Ayah yang Sibuk Bekerja Akan Menularkan Kebiasaan Ini pada Anak

By Dini Felicitas, Selasa, 22 Agustus 2017 | 09:15 WIB
Apa yang terjadi jika ayah kurang meluangkan waktu untuk anak? (Dini Felicitas)

Nakita.id - Pepatah asing yang menyebutkan "Like father, like son" mungkin ada benarnya. Tidak hanya tentang sifat ayah dan anak laki-lakinya yang kerap memiliki persamaan, tapi juga mengenai etos kerja anak saat dewasa.

Menurut sebuah penelitian terbaru, ayah yang menghabiskan lebih banyak waktu dengan pekerjaan, akan membuatnya kehilangan waktu berharga bersama anak. Hal ini pada akhirnya berdampak pada perkembangan jangka panjang anak, khususnya pada anak laki-laki. Sebab awal kehidupannya, anak-anak lebih mudah terpengaruh oleh lingkungan di sekitarnya.

Anak perempuan juga sebenarnya dapat sangat dipengaruhi oleh pengalaman saat kanak-kanak, namun mereka tidak selalu didorong untuk menjadi wanita karier daripada menjadi ibu rumah tangga.

Penelitian ini dilakukan karena sebuah studi yang menyelidiki tentang gaya hidup kerja yang terlalu berfokus pada nilai-nilai individu yang dilakukan oleh orang dewasa. Ternyata, hal itu dipicu oleh pengalaman masa kecil yang sama.

"Para pekerja bukan seperti papan tulis kosong saat memasuki dunia kerja. Banyak dari sikap mereka yang sudah sangat berakar bahkan dari sejak kecil," kata Dr. Ioana Lupu, penulis penelitian ini.

Studi dilakukan dengan melakukan 148 wawancara mendalam dengan para karyawan dari firma hukum dan akuntansi, dua pekerjaan yang dikenal memiliki jam kerja paling lama. Masing-masing kemudian dipisahkan menjadi empat kategori oleh tim peneliti, berdasarkan seberapa banyak mereka meniru sikap orangtua mereka saat bekerja, dan apakah mereka mau mengadopsi perilaku semacam itu atau tidak.

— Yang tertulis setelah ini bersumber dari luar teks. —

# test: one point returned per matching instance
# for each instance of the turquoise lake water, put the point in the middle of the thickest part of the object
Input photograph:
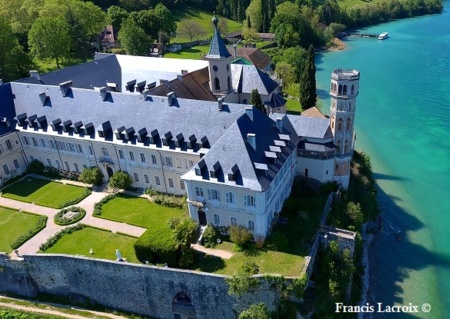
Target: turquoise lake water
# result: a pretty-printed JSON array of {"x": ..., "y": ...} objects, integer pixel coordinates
[{"x": 403, "y": 123}]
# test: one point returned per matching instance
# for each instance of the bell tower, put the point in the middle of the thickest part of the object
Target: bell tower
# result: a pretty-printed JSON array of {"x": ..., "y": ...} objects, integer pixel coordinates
[
  {"x": 219, "y": 60},
  {"x": 344, "y": 89}
]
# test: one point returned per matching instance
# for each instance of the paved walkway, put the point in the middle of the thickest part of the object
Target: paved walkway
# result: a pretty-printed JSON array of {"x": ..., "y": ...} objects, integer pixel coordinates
[{"x": 32, "y": 245}]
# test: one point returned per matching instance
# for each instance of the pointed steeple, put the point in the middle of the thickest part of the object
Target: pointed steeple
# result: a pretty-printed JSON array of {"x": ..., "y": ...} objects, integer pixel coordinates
[{"x": 217, "y": 49}]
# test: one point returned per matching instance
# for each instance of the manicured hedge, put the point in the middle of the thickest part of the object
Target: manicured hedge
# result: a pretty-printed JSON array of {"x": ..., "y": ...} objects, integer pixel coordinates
[
  {"x": 59, "y": 220},
  {"x": 157, "y": 245},
  {"x": 22, "y": 239}
]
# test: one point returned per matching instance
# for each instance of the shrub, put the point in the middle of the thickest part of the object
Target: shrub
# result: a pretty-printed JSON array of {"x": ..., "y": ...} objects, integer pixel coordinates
[
  {"x": 35, "y": 167},
  {"x": 278, "y": 241},
  {"x": 210, "y": 236},
  {"x": 22, "y": 239},
  {"x": 53, "y": 240},
  {"x": 240, "y": 235},
  {"x": 120, "y": 180},
  {"x": 86, "y": 193},
  {"x": 62, "y": 221},
  {"x": 92, "y": 175},
  {"x": 157, "y": 245}
]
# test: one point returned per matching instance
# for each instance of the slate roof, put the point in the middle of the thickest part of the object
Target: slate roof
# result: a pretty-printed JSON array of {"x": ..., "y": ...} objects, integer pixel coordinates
[
  {"x": 312, "y": 127},
  {"x": 255, "y": 56},
  {"x": 234, "y": 142},
  {"x": 87, "y": 75},
  {"x": 217, "y": 49},
  {"x": 246, "y": 78},
  {"x": 201, "y": 118}
]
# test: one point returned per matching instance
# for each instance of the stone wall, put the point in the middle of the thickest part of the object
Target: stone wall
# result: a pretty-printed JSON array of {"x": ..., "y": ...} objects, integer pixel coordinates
[{"x": 141, "y": 289}]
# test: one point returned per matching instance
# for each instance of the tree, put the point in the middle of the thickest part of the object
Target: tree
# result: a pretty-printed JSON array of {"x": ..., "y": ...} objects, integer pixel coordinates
[
  {"x": 92, "y": 175},
  {"x": 14, "y": 62},
  {"x": 191, "y": 29},
  {"x": 49, "y": 38},
  {"x": 116, "y": 16},
  {"x": 133, "y": 38},
  {"x": 258, "y": 311},
  {"x": 120, "y": 180},
  {"x": 308, "y": 82},
  {"x": 256, "y": 101}
]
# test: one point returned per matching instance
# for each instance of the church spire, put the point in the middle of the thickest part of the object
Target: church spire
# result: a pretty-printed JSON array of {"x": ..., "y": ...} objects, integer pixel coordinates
[{"x": 217, "y": 49}]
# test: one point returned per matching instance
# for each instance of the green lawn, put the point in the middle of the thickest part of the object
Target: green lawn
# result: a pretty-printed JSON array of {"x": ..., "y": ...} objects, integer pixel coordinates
[
  {"x": 139, "y": 211},
  {"x": 104, "y": 243},
  {"x": 300, "y": 230},
  {"x": 43, "y": 192},
  {"x": 203, "y": 18},
  {"x": 195, "y": 53},
  {"x": 14, "y": 224}
]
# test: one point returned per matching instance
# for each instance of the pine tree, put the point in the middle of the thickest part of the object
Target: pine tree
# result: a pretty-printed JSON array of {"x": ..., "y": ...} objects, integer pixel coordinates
[
  {"x": 308, "y": 81},
  {"x": 256, "y": 101}
]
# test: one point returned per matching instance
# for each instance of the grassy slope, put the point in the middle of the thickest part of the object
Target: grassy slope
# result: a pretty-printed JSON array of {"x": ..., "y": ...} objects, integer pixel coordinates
[
  {"x": 13, "y": 224},
  {"x": 104, "y": 244},
  {"x": 42, "y": 192},
  {"x": 139, "y": 211}
]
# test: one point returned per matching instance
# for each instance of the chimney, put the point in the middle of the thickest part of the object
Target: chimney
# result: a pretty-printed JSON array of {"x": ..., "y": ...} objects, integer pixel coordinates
[
  {"x": 65, "y": 87},
  {"x": 279, "y": 124},
  {"x": 43, "y": 97},
  {"x": 251, "y": 139},
  {"x": 170, "y": 97},
  {"x": 35, "y": 74},
  {"x": 220, "y": 103},
  {"x": 249, "y": 112},
  {"x": 103, "y": 93}
]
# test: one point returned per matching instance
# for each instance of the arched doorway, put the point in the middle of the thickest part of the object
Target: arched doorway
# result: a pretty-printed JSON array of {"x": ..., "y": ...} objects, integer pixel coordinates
[
  {"x": 109, "y": 171},
  {"x": 202, "y": 217},
  {"x": 182, "y": 306}
]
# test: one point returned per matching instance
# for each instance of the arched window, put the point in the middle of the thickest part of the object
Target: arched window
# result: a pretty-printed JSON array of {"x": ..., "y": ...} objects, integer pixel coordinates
[
  {"x": 216, "y": 84},
  {"x": 340, "y": 124}
]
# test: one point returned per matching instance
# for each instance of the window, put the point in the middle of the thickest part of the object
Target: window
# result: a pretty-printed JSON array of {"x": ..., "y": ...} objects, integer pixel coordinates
[
  {"x": 168, "y": 161},
  {"x": 249, "y": 200},
  {"x": 231, "y": 198},
  {"x": 213, "y": 194},
  {"x": 216, "y": 219},
  {"x": 199, "y": 191}
]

Hasilnya, ditemukan perbedaan mencolok antara pria dan wanita yang tumbuh di rumah tangga "tradisional' di mana ayah adalah pencari nafkah. Pria yang tumbuh melihat ayah mereka yang sering terlambat pulang ke rumah cenderung tidak terpengaruh oleh rasa bersalah saat bersikap tidak seimbang antara pekerjaan dan keluarga.

Sementara perempuan jauh lebih merasa berkonflik terhadap hal ini, mereka dilaporkan memiliki perasaan yang bercabang. Dr. Lupu menjelaskan, di satu sisi perempuan ingin seperti ayah mereka yang memiliki karier, tapi juga ingin menjadi orangtua yang baik seperti ibu mereka.

Beda lagi dengan anak yang memiliki ibu bekerja. Sebagian akan merasakan luka masa kecil karena kehilangan sosok ibunya. Seorang peserta perempuan ingat dengan jelas bagaimana ibunya tidak pernah hadir untuk dirinya, sedangkan ibu anak-anak lain menunggu di gerbang sekolah.

Tetapi pada peserta perempuan lain, memiliki ibu yang tinggal di rumah justru telah menimbulkan keinginan untuk memiliki karier yang kuat sejak dini. Dalam kasus ini, ibu kadang-kadang menganggap dirinya sebagai "model peran negatif" sehingga mendorong anak perempuan untuk tidak mengulangi kesalahan mereka.